Sport Rugby

Sunday 24 September 2017

Central Fusion

THE NEW Size matters

Jon Davies & Jamie Roberts (Wales)

Roberts has the physique to make an excellent blind-side flanker, while Davies has the build of a heavyweight boxer and, despite his tree-trunk thighs, can shift it a bit also. Handling skills of both players are developing to match their muscle.

Yannick Jauzion & Aurelien Rougerie (France)

Having two 6' 4" centres carries considerable advantages, particularly when they have the pace and footballing nous of these Frenchmen. Their height also turns the Garryowen-chase into an effective offensive tool -- as Ireland discovered last month.

Shontayne Hape & Mike

Tindall (England)

A right pair of bruisers. Having a carthorse like Tindall in the jersey once graced by Jeremy Guscott grates a bit, but there is no doubting the physical impact of England's unlikely duo. Their greatest strength is creating space for a back three packed with finishing menace.

THE OLD

Rapier and bludgeon

Tim Horan & Jason Little (Australia)

One of the best centre partnerships in rugby history. Horan was squat, fast and powerful, while Little was graceful and lithe outside him. Inspirational in Australia's 1991 World Cup win and still going strong when they won their second title eight years later.

Will Carling & Jeremy Guscott (England)

Carling, rather unfairly, became something of a posh-boy caricature, but he was a fantastic rugby player who would have deservedly captained the Lions, but for political manoeuvring. Strong on the ball and in the tackle, Carling formed a superb partnership with Guscott, who was, quite simply, an artist at outside-centre.

Franck Mesnel & Philippe

Sella (France)

A classic combination. Mesnel spent the majority of his early international career at out-half, but became Sella's regular partner from 1990 with devastating success. Mesnel could kick, pass and bust tackles, while Sella was the glider extraordinaire.

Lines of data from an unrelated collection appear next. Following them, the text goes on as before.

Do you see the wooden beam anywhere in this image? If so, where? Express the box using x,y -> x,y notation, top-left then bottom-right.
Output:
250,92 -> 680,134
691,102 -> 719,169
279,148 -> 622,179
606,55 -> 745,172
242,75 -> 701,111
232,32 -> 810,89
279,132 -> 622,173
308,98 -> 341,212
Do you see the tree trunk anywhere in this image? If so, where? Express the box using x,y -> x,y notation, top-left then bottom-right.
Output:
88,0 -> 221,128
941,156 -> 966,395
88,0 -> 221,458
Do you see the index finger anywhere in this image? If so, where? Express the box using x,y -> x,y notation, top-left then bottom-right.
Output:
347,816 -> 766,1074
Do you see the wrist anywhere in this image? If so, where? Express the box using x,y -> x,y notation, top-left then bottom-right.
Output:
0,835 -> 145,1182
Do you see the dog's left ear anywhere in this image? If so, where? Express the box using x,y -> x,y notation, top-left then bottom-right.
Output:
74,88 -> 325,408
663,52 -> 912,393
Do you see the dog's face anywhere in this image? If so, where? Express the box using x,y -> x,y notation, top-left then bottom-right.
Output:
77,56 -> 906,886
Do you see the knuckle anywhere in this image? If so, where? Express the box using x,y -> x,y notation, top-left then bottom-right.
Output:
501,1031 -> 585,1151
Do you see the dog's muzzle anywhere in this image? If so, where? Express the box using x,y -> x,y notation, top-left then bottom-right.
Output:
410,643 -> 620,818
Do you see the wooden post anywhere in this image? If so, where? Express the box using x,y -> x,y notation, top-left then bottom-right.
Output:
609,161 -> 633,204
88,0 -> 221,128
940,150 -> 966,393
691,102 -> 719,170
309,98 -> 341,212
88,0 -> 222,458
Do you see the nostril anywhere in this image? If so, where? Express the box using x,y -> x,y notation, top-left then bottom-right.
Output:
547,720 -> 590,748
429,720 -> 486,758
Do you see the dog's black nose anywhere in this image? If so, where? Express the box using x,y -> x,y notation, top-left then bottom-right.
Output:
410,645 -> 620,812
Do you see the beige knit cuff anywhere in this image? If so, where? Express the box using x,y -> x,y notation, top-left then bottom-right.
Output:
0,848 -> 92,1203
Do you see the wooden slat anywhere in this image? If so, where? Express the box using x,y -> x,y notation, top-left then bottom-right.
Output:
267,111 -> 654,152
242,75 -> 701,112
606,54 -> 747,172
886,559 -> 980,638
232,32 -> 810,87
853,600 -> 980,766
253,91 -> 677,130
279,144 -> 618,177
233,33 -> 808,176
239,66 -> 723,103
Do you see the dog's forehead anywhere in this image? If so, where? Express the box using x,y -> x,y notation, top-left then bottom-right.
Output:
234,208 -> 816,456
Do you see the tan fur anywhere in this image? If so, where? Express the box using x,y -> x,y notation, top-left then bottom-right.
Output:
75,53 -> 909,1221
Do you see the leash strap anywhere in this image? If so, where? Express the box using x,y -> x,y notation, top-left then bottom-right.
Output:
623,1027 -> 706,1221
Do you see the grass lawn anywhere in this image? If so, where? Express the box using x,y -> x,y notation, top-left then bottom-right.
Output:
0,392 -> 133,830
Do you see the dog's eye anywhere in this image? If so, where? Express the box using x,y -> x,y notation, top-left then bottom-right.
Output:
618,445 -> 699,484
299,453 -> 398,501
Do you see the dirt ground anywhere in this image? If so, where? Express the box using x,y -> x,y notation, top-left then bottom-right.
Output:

Rob Henderson & Brian O'Driscoll (Ireland and Lions)

Henderson was an old-fashioned crash-ball No 12, who dovetailed beautifully with O'Driscoll on the Lions tour to Australia in 2001. O'Driscoll knew how to play off his partner's directness, swooping in once the hole had been created.

. . AND THE IDEAL

Ma'a Nonu/Sonny Bill Williams/

Conrad Smith (New Zealand)

The All Blacks appear to have everything covered in a mixture of old and new. Nonu and Williams have the bulk and off-loading skills (Nonu has come on hugely in this regard), while Smith provides the cerebrals and a touch of class at No 13.